Hub giuridico è l’articolo 8 della legge n. 121 del 1985, che regola la trascrizione dei matrimoni religiosi. La norma prevede che la trascrizione possa avvenire anche in seguito, dietro istanza di uno solo dei coniugi, purché sussista la conoscenza e in assenza di opposizione dell’altro. La Corte mette in luce che, trascorso un certo lasso di tempo, non si può più presumere la volontà originaria di attribuire effetti civili al matrimonio religioso. Il rifiuto del consenso, per l’effetto, diventa espressione del diritto fondamentale all’autodeterminazione. In altre parole: nessuno può essere costretto a dare rilevanza civile a un matrimonio che, per quanto celebrato, non è mai stato registrato.

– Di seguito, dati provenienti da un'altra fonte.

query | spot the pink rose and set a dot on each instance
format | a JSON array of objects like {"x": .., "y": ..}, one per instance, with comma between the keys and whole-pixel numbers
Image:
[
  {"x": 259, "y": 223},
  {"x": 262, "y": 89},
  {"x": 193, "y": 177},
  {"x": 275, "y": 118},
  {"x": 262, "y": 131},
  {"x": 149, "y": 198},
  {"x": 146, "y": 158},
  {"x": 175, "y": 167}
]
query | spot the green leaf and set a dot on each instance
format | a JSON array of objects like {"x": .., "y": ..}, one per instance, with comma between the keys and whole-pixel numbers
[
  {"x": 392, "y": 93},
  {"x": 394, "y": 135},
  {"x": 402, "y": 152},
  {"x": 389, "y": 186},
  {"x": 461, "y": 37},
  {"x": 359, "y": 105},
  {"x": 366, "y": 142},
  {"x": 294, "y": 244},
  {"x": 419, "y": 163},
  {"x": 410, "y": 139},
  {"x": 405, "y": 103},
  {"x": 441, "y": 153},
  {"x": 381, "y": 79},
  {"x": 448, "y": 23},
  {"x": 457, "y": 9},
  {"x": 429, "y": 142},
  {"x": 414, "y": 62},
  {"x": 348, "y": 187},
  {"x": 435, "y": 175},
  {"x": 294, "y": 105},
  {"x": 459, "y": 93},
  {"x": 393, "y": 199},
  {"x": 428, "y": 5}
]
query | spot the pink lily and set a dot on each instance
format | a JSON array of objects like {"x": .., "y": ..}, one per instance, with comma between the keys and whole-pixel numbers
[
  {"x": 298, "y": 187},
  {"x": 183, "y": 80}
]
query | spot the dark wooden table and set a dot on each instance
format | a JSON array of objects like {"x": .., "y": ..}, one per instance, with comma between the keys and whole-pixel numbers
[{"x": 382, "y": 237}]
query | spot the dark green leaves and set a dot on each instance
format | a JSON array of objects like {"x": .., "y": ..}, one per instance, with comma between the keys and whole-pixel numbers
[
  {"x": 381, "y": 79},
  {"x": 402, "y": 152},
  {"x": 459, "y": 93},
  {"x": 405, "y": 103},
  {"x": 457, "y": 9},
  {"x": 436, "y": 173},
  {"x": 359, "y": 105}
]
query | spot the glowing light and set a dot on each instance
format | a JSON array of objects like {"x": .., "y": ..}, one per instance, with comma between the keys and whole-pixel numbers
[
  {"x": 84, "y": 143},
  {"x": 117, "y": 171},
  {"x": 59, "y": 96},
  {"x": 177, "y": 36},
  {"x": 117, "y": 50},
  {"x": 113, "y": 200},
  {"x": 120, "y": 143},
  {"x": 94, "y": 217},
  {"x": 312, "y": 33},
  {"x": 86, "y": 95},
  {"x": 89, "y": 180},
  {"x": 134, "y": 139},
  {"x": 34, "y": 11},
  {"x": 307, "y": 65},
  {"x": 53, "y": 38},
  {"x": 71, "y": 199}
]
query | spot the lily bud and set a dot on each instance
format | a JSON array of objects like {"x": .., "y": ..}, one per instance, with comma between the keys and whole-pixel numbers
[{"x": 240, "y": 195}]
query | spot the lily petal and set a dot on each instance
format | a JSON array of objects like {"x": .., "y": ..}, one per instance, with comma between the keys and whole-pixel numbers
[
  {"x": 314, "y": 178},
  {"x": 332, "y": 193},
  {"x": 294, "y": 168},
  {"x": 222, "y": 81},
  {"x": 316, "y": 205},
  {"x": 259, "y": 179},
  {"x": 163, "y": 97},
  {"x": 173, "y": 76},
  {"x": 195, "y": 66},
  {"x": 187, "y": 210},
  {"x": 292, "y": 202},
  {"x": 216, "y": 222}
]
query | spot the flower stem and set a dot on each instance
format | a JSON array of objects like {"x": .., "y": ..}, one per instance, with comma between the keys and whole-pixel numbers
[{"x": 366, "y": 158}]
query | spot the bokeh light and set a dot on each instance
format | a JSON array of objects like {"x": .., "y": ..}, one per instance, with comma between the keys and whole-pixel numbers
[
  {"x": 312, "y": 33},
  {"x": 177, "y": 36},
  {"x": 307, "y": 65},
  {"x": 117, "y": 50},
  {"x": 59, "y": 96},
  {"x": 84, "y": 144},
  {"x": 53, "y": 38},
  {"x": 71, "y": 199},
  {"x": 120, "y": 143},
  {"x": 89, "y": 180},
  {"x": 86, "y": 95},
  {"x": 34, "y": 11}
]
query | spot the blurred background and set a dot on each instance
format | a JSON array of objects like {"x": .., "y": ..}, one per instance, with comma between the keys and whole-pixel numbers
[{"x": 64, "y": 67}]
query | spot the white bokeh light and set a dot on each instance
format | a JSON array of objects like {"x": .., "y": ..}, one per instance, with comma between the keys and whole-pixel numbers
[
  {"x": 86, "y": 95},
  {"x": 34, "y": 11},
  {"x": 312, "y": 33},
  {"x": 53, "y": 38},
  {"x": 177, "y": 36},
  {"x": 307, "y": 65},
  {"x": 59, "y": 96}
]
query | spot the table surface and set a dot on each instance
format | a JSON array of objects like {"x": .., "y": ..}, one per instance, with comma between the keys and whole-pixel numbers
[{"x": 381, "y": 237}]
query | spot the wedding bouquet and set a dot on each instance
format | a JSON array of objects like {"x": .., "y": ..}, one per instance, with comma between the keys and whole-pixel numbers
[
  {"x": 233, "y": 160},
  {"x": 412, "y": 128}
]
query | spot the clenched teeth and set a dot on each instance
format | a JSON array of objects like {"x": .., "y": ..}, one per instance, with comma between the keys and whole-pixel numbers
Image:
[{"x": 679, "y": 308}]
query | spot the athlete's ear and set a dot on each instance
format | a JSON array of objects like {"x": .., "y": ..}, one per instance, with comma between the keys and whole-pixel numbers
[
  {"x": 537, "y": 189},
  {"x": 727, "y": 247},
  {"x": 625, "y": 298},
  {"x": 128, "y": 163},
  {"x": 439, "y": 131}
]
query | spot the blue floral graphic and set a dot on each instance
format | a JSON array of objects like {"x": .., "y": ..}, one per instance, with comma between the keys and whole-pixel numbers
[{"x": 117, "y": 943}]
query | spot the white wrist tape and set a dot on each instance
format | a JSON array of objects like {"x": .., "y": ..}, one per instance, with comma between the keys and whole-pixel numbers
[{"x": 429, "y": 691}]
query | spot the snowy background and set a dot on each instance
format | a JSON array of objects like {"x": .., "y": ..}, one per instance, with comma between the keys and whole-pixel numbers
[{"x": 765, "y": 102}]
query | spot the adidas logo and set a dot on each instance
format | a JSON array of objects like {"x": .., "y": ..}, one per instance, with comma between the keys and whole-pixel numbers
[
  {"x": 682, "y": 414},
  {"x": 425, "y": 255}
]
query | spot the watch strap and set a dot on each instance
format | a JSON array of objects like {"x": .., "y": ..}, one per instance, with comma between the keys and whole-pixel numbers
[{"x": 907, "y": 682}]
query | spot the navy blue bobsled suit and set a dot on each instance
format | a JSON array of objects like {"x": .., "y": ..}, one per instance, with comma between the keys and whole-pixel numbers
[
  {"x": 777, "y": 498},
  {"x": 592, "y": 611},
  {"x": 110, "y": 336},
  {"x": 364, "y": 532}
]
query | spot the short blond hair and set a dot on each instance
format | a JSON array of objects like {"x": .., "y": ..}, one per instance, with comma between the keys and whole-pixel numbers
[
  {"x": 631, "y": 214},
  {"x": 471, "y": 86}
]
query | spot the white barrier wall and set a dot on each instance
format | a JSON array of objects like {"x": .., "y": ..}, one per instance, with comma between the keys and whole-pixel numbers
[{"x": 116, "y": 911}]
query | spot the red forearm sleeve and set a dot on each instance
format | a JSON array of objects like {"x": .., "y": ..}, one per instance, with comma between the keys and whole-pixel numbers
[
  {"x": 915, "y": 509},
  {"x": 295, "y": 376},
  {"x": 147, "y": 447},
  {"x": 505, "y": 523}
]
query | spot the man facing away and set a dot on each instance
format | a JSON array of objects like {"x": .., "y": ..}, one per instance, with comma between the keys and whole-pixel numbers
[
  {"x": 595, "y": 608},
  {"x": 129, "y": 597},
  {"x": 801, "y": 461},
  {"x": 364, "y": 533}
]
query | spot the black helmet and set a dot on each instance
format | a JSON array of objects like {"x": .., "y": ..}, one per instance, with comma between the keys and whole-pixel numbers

Le promesse date e i debiti contratti

Ulteriore nodo del contendere riguarda una lettera del legale dell’ex marito, in cui si dichiarava disponibile a contribuire alle spese sostenute dalla donna. Secondo la ricorrente la missiva era qualificabile come riconoscimento di debito. La Corte non condivide la tesi difensiva, in quanto la dichiarazione era subordinata alla presentazione di documentazione e non proveniva direttamente dalla parte, ma dal suo avvocato, per di più in assenza di prova del conferimento di poteri rappresentativi.

Nessuna responsabilità per parroco e Curia

La donna aveva chiamato in causa anche il parroco e la Curia, ritenendoli corresponsabili per l’omessa trascrizione. Tuttavia, i giudici hanno escluso ogni responsabilità. Anzitutto non vi era prova alcuna che il parroco avesse agito con dolo o negligenza, e neppure che l’omissione avesse cagionato un danno diretto. Inoltre, la trascrizione tardiva avrebbe comunque richiesto il consenso dell’ex, rendendo irrilevante l’eventuale omissione iniziale.

Quando il matrimonio religioso resta senza rilievo civile

Questo caso solleva interrogativi profondi sul rapporto tra diritto e morale, tra volontà individuale e formalità giuridiche. È possibile che un matrimonio celebrato religiosamente non abbia alcun valore civile? Sì, se non viene trascritto. È lecito rifiutare la trascrizione tardiva? Sì, se si esercita il diritto di autodeterminazione. Il collegio della Terza Sezione Civile della Corte di Cassazione ha chiarito che il matrimonio religioso, in assenza di trascrizione, resta confinato nella sfera spirituale. E il consenso alla trascrizione non può essere imposto, neppure invocando le promesse passate o le aspettative disattese.

Un intreccio tra fede, legge e libertà che possono anche non dialogare tra loro

La vicenda narrata, che ruota attorno alla mancata trascrizione del matrimonio concordatario, attesta che il diritto civile non è solo un insieme di norme, bensì un sistema che tutela la libertà individuale, anche quando questa si traduce in un ripensamento. La giustizia, in questo caso, non ha premiato la fiducia tradita, ma ha difeso il principio che ogni opzione di indole personale, come quella di dare valore civile a un atto religioso, è libera e consapevole. Un monito per chi crede che il rito basti, senza trascrizione, il matrimonio resta un atto di fede e una promessa non scritta.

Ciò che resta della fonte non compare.